Losses
Losses Pydantic configurations.
KLLossConfig
Bases: BaseModel
KL loss configuration.
aggregation = 'mean'
class-attribute
instance-attribute
Aggregation of the KL loss across different layers.
annealing = False
class-attribute
instance-attribute
Whether to apply KL loss annealing.
annealtime = 10
class-attribute
instance-attribute
Number of epochs for which KL loss annealing is applied.
current_epoch = 0
class-attribute
instance-attribute
Current epoch in the training loop.
free_bits_coeff = 0.0
class-attribute
instance-attribute
Free bits coefficient for the KL loss.
loss_type = 'kl'
class-attribute
instance-attribute
Type of KL divergence used as KL loss.
rescaling = 'latent_dim'
class-attribute
instance-attribute
Rescaling of the KL loss.
start = -1
class-attribute
instance-attribute
Epoch at which KL loss annealing starts.
LVAELossConfig
Bases: BaseModel
LVAE loss configuration.
denoisplit_weight = 0.9
class-attribute
instance-attribute
Weight for the denoiSplit loss (used in the muSplit-deonoiSplit loss).
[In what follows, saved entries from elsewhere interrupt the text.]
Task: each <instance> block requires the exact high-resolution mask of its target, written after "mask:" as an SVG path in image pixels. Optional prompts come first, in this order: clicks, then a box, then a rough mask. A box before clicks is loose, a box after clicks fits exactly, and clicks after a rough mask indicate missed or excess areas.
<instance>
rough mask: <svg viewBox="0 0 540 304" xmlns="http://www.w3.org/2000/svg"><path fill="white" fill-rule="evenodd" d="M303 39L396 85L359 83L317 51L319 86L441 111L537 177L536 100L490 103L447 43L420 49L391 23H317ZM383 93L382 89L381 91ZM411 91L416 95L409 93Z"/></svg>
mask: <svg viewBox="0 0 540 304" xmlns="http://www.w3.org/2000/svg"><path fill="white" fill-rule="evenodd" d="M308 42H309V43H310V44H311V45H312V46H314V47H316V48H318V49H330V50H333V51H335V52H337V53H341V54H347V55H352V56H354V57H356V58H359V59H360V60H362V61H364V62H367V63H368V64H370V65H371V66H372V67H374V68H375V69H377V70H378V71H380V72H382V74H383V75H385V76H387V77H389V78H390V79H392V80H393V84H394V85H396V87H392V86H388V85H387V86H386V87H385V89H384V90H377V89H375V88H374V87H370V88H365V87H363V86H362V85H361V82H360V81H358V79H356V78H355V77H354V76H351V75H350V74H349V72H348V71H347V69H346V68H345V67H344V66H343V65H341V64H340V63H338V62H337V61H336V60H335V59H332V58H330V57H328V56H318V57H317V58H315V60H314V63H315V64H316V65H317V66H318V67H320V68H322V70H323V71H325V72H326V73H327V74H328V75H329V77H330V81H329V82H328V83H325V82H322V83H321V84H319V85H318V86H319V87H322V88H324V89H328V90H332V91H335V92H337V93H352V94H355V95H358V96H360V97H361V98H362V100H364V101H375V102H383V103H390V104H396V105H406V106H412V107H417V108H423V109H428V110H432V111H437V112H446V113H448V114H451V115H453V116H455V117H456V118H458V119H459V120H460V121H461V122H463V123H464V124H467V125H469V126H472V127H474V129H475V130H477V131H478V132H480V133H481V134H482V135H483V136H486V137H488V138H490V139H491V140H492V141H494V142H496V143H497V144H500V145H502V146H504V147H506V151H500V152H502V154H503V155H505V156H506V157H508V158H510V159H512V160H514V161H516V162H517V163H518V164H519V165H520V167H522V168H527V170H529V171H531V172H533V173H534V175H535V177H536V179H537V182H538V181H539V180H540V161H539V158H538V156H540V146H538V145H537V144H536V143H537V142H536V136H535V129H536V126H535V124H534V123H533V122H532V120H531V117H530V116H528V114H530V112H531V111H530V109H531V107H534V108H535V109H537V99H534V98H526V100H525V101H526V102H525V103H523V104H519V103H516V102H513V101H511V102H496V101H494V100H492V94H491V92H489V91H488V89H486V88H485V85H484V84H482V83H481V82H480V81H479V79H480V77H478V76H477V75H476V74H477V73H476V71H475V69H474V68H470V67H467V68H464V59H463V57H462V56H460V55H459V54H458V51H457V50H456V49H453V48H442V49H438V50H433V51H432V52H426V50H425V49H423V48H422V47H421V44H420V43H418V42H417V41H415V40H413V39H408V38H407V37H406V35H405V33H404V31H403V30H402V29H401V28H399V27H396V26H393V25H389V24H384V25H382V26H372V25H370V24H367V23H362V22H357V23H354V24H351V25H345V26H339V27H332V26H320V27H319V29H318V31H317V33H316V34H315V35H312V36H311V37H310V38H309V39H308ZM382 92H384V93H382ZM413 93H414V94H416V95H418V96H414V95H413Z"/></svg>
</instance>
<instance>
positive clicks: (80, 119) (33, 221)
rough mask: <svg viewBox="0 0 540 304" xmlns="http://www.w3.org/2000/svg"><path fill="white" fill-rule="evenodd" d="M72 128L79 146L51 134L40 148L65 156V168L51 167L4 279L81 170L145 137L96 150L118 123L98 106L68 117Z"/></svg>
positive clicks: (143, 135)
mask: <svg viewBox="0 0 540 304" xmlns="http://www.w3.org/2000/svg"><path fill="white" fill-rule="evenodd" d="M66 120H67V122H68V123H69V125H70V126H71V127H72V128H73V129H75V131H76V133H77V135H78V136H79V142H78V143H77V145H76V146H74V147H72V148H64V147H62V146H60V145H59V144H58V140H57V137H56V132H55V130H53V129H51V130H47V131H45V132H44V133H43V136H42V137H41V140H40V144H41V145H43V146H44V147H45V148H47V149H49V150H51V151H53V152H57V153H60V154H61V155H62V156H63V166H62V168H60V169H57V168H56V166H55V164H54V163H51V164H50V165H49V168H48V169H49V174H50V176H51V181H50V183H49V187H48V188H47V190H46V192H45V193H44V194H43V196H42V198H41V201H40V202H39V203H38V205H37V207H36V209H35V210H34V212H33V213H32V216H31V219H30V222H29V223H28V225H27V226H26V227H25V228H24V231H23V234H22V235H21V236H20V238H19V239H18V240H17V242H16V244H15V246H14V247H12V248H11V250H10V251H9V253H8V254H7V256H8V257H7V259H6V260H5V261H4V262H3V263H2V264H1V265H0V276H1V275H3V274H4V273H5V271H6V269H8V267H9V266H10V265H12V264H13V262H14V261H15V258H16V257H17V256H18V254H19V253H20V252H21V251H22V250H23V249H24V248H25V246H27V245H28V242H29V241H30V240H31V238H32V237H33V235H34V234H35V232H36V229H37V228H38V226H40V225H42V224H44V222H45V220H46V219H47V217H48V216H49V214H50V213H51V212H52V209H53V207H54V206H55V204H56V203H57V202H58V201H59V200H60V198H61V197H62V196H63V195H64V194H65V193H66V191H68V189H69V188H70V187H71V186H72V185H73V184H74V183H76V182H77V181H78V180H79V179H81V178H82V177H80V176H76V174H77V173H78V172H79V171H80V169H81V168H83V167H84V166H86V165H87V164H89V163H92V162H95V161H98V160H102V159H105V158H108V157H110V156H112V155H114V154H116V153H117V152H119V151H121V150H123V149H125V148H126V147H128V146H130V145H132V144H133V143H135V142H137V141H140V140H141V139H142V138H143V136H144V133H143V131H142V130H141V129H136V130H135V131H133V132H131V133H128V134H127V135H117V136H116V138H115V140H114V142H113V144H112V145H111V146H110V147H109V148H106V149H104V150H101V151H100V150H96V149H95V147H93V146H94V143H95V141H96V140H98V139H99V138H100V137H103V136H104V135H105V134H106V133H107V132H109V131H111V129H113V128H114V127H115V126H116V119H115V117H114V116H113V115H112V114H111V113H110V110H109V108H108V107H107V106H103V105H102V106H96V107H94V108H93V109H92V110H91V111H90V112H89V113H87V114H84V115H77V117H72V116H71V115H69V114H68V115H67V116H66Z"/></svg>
kl_params = KLLossConfig()
class-attribute
instance-attribute
KL loss configuration.
kl_weight = 1.0
class-attribute
instance-attribute
Weight for the KL loss in the total net loss.
(i.e., net_loss = reconstruction_weight * rec_loss + kl_weight * kl_loss).
loss_type
instance-attribute
Type of loss to use for LVAE.
musplit_weight = 0.1
class-attribute
instance-attribute
Weight for the muSplit loss (used in the muSplit-denoiSplit loss).
non_stochastic = False
class-attribute
instance-attribute
Whether to sample latents and compute KL.
reconstruction_weight = 1.0
class-attribute
instance-attribute
Weight for the reconstruction loss in the total net loss
(i.e., net_loss = reconstruction_weight * rec_loss + kl_weight * kl_loss).